You didn’t want to be around when that happened, according to Hebert’s account. Ti-Homer tended to pull out his pistol when he got aggravated, and he knew what to do with it.

“He could hit the head of a large kitchen match at some distance, and ignite the match,” Hebert wrote. “He would place pumpkin seeds in the bark of a tree and shoot them off. … When he was in one of his playful moods … he would … shoot the chickens’ legs off. This would aggravate his wife, but … all [she] could do was kill the chicken and cook a gumbo.”

Ti-Homer was aggravated on September 2, 1904, when he killed William Bruner and Joseph Trahan at Coulee Croche.

According to the story in the Crowley Signal, “Meche who was under the influence of liquor, was out for trouble and seemed to be particularly anxious to pick a quarrel with Mr. Higginbotham,” proprietor of the store at Coulee Croche. Bruner and Trahan were at the store and became his victims when Higginbotham didn’t come out of the store.

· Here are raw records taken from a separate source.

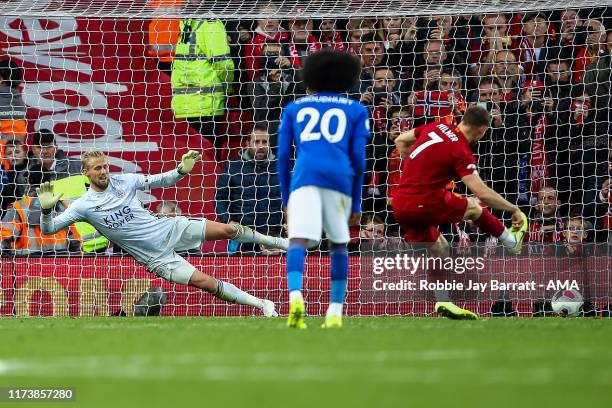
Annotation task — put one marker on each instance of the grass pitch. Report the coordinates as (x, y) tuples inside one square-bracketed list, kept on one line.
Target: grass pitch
[(256, 362)]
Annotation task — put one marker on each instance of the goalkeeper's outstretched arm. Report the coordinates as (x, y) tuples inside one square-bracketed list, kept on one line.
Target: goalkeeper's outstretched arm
[(48, 200), (172, 177), (487, 195)]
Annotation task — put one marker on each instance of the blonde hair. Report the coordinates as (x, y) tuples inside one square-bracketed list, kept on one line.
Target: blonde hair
[(89, 155)]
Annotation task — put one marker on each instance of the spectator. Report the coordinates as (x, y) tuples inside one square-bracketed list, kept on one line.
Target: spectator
[(202, 72), (570, 29), (301, 43), (545, 225), (442, 101), (535, 45), (390, 33), (493, 39), (451, 31), (595, 48), (536, 170), (507, 72), (603, 212), (272, 91), (489, 96), (450, 82), (169, 209), (597, 81), (329, 36), (558, 87), (371, 56), (163, 33), (14, 182), (492, 148), (21, 235), (248, 189), (371, 235), (48, 162), (380, 98), (576, 235), (357, 29), (429, 65), (374, 236), (267, 31), (586, 149), (12, 108)]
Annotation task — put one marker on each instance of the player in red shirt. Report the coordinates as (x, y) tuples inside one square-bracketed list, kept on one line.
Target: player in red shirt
[(435, 154)]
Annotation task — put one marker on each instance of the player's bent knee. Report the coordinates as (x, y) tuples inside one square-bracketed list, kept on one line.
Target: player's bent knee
[(473, 210), (440, 248), (203, 281), (217, 231)]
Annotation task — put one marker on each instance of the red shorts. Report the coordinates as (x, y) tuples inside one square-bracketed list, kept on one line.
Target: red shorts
[(420, 215)]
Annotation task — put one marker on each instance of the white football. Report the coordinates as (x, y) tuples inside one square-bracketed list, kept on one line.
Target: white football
[(567, 302)]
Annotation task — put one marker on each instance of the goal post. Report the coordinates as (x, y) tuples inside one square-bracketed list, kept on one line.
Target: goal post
[(144, 81)]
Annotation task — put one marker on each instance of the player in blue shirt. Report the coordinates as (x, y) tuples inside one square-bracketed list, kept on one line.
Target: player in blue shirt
[(323, 193)]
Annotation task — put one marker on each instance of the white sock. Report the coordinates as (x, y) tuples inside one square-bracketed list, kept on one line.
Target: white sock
[(295, 294), (442, 295), (507, 239), (248, 235), (334, 309), (230, 293)]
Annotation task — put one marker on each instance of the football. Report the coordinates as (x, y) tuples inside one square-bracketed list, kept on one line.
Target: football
[(567, 302)]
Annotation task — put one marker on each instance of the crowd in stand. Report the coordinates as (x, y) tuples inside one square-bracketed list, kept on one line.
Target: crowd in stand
[(544, 77)]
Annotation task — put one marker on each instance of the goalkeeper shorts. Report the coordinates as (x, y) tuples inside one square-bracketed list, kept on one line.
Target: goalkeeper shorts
[(170, 265)]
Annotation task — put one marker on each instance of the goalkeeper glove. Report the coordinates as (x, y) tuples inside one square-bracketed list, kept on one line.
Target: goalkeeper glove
[(188, 161), (46, 197)]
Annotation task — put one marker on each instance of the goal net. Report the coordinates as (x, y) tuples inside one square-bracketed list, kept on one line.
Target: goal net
[(145, 81)]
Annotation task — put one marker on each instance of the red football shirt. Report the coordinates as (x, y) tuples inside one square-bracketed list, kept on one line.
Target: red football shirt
[(440, 155)]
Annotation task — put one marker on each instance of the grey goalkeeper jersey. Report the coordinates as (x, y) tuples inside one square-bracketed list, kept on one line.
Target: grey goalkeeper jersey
[(118, 215)]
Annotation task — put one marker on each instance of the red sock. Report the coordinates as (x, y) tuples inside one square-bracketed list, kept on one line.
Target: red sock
[(489, 224)]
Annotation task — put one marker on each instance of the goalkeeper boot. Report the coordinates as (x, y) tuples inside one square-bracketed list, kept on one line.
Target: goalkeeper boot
[(452, 311), (332, 322), (268, 308), (297, 312), (519, 235)]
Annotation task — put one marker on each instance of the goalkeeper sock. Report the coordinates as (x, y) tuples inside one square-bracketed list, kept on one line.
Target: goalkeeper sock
[(339, 275), (246, 235), (507, 239), (296, 254), (489, 224), (230, 293)]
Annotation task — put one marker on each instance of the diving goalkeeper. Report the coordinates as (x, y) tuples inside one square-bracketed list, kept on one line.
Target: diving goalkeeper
[(111, 206)]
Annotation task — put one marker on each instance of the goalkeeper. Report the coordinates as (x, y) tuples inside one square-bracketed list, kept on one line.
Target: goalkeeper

According to the account, “After the shooting Meche rode to his home nearby and commenced [shooting] at the fowls in the barnyard.”

He was sent to the state penitentiary at Angola and spent several years there—off and on. The stories vary on whether he escaped four or six times.

He finally got paroled but still couldn’t stay out of trouble. He spent some more time in jail for lesser crimes, then went to California for a while, visiting a jail or two there.

The last eight years of his life were spent in Big Charity hospital in New Orleans, where he died of tuberculosis.

Things are a lot more civilized at Marais Bouleur today, but it still doesn’t hurt to smile and be extra polite when you’re passing through.